Troubleshooting steps I have performed:
- Confirmed this is an intermittent issue as I can run this successfully most of the time
- Ensured app1 and app2 are running
- Confirmed that the newip is correct
Any ideas how I go about this?
2
Answers
"Ensured app1 and app2 are running" you’re not doing anything in particular to verify that app1 is healthy, just you can inspect it and get the IP address. The simplest guess is that occasionally app1 doesn’t get started before app2 attempts to connect. I would suggest using a health check on app1 and waiting for it to be healthy before starting app2.
Please check below. if it works fine…!
Problem: Your setup occasionally faces an issue where app2 complains that it can’t connect to app1, even though most of the time it works fine.
Possible Cause and Solution:
Timing Issue: Sometimes, app2 might try to connect to app1 before app1 is fully ready to accept connections.
Solution: Add a small delay before starting app2 after starting app1. You can use the sleep command to pause the script for a few seconds.
After starting app1
sleep 5 # Wait for 5 seconds
Start app2
Network Update Delay: Occasionally, the IP update might not propagate to app2 in time, causing it to use the old IP.
Solution: Double-check that the IP update is happening consistently before starting app2. You could print out the updated IP to ensure it’s correct.
Docker Networking: Docker networking can be finicky, causing intermittent connection issues.

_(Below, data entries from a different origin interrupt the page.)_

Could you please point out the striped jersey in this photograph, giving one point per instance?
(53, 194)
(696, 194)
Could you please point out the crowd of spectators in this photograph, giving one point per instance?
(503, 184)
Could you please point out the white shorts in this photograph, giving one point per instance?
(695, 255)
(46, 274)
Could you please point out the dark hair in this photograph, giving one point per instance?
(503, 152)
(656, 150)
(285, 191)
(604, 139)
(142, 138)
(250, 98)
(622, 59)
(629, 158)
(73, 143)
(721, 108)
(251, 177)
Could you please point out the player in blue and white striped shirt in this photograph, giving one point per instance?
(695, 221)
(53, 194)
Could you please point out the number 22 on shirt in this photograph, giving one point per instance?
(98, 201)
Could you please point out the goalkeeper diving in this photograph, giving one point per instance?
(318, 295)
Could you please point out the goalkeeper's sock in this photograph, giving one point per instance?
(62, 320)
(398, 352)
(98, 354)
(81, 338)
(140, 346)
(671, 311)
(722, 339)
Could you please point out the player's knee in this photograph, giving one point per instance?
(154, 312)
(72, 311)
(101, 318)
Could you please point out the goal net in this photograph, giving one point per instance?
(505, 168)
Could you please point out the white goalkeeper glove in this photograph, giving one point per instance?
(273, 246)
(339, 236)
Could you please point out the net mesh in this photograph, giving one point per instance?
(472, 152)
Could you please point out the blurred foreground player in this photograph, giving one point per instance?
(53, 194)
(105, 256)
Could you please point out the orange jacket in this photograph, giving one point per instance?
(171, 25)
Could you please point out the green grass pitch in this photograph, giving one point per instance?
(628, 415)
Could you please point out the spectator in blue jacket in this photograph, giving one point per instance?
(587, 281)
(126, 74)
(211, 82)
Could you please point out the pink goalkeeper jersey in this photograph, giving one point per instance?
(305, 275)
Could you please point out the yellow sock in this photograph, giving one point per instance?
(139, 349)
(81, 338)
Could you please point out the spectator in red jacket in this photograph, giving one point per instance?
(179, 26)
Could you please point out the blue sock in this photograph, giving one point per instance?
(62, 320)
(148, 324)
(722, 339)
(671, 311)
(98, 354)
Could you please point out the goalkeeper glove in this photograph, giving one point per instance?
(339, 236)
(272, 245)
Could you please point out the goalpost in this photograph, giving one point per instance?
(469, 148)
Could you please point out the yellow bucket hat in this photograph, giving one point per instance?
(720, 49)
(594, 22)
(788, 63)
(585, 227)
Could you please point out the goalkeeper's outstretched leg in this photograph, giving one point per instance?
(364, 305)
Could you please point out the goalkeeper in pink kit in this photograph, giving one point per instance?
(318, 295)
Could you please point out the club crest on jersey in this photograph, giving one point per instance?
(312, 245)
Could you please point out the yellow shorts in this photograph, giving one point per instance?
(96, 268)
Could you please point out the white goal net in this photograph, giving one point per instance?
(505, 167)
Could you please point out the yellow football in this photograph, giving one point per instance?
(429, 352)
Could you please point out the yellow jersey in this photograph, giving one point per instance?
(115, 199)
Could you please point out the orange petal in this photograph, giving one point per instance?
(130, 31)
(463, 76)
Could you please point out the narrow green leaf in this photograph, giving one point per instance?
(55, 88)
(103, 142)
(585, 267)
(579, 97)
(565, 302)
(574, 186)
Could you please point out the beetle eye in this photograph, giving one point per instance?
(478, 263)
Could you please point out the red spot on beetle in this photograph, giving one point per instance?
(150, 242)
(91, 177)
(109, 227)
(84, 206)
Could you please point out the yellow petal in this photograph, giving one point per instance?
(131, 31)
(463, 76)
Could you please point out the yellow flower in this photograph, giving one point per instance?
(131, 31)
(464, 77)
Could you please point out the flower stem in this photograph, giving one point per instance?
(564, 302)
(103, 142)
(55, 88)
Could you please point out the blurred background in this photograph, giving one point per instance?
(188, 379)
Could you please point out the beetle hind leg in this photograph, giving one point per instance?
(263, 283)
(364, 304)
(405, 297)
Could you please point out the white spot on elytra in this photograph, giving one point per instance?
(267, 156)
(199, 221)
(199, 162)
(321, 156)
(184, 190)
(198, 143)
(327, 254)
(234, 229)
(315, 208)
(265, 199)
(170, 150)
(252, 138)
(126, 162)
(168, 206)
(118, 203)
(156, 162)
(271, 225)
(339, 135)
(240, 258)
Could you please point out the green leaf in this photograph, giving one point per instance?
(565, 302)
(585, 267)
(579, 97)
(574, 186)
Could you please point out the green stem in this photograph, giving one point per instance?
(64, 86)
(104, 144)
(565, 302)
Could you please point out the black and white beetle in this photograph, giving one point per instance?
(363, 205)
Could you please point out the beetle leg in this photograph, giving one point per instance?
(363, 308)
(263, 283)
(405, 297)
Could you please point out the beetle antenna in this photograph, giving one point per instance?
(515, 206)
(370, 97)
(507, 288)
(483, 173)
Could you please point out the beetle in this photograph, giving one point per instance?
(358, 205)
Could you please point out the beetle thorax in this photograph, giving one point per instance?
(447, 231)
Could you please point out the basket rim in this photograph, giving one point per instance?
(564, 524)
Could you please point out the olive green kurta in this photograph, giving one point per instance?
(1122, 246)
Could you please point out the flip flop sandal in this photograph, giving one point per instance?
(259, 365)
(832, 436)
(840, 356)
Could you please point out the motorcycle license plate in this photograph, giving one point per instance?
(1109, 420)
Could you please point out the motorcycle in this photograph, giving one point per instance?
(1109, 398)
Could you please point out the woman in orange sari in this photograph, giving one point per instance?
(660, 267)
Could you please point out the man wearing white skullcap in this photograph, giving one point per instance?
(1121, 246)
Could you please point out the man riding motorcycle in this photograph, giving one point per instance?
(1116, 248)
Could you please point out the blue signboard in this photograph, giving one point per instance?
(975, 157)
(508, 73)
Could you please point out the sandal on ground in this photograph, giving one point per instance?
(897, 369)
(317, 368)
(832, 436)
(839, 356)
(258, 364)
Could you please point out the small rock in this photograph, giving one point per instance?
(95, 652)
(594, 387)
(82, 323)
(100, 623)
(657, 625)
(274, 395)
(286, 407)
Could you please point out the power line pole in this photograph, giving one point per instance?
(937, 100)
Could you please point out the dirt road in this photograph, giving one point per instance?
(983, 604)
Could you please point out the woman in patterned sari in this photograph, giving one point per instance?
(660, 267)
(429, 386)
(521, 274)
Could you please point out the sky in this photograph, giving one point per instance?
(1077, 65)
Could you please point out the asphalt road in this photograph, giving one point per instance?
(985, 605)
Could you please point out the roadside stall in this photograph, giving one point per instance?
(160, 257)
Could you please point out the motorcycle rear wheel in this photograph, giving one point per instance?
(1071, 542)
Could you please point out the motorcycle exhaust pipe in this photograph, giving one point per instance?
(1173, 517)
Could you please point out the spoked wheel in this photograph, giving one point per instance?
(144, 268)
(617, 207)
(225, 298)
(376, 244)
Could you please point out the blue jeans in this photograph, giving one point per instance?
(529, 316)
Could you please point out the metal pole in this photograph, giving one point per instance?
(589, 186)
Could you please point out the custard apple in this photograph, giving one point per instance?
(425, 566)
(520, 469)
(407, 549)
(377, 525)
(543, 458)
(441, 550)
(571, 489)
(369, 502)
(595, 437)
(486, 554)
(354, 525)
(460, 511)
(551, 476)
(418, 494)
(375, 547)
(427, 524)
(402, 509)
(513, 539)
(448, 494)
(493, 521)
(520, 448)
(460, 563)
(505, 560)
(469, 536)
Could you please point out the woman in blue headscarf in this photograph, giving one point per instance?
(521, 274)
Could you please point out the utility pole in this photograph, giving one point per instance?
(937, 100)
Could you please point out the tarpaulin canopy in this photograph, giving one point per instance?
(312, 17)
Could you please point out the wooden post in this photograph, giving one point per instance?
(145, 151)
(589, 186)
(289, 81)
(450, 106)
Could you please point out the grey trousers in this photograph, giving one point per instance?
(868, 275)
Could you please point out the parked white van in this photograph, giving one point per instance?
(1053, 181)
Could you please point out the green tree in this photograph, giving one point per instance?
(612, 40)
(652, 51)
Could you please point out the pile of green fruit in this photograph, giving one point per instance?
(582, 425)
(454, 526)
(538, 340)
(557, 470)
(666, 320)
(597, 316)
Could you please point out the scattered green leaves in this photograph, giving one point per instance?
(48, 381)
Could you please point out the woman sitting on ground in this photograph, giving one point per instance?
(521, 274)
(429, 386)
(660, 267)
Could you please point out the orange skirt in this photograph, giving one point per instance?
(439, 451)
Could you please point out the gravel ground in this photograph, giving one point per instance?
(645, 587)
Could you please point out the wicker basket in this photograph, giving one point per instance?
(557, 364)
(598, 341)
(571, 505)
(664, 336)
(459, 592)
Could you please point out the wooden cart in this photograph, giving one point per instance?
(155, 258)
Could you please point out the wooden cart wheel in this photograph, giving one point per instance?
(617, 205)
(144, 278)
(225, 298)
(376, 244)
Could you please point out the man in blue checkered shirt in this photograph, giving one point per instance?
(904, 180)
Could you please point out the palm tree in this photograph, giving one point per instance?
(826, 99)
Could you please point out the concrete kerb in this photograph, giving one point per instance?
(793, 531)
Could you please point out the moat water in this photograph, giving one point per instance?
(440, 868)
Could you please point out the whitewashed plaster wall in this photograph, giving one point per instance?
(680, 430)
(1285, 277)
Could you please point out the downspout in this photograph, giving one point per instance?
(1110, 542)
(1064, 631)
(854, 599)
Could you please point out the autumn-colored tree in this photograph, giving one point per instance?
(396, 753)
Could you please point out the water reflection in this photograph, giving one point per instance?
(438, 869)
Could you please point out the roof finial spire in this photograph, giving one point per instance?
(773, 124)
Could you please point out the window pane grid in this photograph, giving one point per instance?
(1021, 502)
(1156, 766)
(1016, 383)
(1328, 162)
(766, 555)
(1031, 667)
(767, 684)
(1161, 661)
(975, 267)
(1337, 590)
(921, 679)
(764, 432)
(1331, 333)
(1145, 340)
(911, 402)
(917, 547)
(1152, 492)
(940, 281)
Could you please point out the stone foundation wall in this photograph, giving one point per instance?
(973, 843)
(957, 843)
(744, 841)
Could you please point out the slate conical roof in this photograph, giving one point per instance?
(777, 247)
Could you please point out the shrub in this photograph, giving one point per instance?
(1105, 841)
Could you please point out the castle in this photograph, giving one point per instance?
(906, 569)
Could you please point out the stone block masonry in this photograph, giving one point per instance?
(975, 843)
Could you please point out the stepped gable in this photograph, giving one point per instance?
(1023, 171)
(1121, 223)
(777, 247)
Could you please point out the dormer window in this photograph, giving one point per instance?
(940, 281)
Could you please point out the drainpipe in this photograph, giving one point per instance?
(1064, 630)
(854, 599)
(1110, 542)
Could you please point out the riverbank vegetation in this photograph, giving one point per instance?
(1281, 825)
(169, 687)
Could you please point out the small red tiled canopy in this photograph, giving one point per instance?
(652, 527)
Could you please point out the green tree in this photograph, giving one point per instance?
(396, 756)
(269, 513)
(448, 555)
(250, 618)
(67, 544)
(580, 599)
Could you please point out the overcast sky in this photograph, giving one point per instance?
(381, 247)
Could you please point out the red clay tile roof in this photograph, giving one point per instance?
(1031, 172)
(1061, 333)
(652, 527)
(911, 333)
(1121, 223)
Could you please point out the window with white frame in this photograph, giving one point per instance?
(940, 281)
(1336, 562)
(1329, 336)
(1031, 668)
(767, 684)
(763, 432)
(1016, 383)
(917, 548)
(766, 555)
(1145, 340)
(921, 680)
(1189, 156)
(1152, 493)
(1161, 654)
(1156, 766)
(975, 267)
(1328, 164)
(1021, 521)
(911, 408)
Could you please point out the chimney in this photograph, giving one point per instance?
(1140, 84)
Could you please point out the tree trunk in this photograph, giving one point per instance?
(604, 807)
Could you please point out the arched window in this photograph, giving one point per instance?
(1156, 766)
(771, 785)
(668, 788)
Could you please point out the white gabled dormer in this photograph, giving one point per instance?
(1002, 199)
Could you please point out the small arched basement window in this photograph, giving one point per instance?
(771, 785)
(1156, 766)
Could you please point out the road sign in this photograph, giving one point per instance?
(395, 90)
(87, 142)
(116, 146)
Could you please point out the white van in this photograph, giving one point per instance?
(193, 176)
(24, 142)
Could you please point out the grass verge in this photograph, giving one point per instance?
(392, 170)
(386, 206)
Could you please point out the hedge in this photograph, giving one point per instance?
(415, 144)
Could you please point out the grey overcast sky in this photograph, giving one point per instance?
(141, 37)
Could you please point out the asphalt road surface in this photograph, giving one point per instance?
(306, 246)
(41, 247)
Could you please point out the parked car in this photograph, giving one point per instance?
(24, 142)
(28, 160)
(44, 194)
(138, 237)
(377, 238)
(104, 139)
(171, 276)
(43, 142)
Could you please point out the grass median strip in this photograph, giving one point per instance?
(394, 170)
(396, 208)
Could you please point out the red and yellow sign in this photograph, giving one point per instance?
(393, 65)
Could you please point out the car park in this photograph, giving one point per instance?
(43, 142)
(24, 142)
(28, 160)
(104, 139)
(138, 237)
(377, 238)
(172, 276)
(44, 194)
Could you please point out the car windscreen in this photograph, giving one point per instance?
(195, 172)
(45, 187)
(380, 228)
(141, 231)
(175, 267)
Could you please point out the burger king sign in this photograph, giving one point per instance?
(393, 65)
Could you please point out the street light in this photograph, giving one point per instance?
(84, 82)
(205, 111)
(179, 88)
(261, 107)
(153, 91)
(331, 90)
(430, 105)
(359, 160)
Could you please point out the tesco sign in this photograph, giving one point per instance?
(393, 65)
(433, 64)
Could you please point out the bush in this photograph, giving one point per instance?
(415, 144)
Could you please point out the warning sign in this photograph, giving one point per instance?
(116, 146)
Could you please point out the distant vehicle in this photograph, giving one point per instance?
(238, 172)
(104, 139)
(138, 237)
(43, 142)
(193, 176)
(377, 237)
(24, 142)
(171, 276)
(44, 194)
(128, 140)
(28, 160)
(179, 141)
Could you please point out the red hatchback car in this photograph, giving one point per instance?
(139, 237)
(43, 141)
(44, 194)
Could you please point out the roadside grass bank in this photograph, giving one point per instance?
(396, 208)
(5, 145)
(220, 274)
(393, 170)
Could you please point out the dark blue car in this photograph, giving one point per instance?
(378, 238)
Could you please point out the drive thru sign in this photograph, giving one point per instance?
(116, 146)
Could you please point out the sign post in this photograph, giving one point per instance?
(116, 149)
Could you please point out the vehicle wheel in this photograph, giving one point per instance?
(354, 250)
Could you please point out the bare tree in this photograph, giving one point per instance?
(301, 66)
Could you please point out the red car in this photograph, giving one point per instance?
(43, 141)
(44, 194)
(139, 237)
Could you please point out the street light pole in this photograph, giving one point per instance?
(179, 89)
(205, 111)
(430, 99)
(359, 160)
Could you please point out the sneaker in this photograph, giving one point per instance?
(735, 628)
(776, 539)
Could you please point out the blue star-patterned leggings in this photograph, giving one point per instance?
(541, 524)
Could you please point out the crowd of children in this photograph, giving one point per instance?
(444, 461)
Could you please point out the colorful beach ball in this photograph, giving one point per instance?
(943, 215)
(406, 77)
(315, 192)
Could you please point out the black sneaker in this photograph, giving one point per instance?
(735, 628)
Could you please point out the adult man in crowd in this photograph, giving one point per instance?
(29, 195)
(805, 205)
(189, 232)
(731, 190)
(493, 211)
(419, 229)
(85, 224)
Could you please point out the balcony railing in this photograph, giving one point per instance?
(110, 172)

Solution: Test the connectivity between containers using simple tools like ping or curl from within the app2 container to the IP of app1. If there are issues, it might be related to Docker’s networking setup.
Logging and Debugging:
Solution: Add more logs and diagnostics to both app1 and app2 containers. These logs can help you understand if there are any issues during startup or runtime.
Retry Mechanism:
Solution: Implement a retry mechanism in app2 to handle cases where the connection to app1 fails. This can improve the system’s resilience to intermittent issues.
External Factors:
Solution: While other jobs are working fine, external factors can still occasionally affect your setup. Keep an eye on AWS-related events or network conditions that might impact your containers.
Remember to apply these solutions one at a time and test thoroughly after each change to identify which one helps mitigate the intermittent issue.